I rarely code. I suck at stats. I definitely need to freshen up on my math skills. I avoid fancy terms like OLAP cube and Linear Regression. I prefer simple language. With my resume, I wouldn’t fit the bill for 80% of data analyst jobs postings out there. 

I don’t hold a PhD.

For me, Big Data is not a category of its own. It is something too big to handle using the tools at hand. So you get a bigger hammer and move on.

I’m a user, in all senses of the word. I’m addicted to data. I look for it everywhere, behind every question and problem. I love great business ideas and using data to make them fly. I love to work with people who think the same way.

How do I pull it off? Sometimes I wonder. For the most part, I believe it’s about the right tools. Tools that are conductive to this kind of thinking.
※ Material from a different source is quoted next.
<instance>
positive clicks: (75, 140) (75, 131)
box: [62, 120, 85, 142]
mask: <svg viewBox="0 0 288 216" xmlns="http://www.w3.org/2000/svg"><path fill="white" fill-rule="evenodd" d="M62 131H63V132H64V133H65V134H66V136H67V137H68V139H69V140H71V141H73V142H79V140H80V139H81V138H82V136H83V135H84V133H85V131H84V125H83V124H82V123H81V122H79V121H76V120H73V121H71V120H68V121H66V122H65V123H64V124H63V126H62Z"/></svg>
I mostly use just two of them - Keboola Connection to bring the data together and put it where and how I need it, and GoodData to extract the meanings and answers to business questions.

Petr Olmer, Director of Expert Services at GoodData once tweeted that the most underused tool in BI is the human brain, and the most underrated method is asking questions. I believe it, and would add that the term “Data Scientist” ranks up there with the most over- (and mis-) used.

At Keboola we are trying to change that. Consultants at Keboola are people who understand the business and speak its language. They use their brains and ask a lot of questions.

Both Keboola and GoodData have some brilliant people that you could call serious scientists, data or otherwise. But their talents are being applied to making the tools smarter and more useful for us, the common folks. What they do keeps things simple for us. It allows us to focus on the business objective of the task at hand rather than the “how” of it all. Thanks to them, you don’t need to hire a scientist (or be one) to find the wealth in your data

But you might want to talk to - or become - one of us.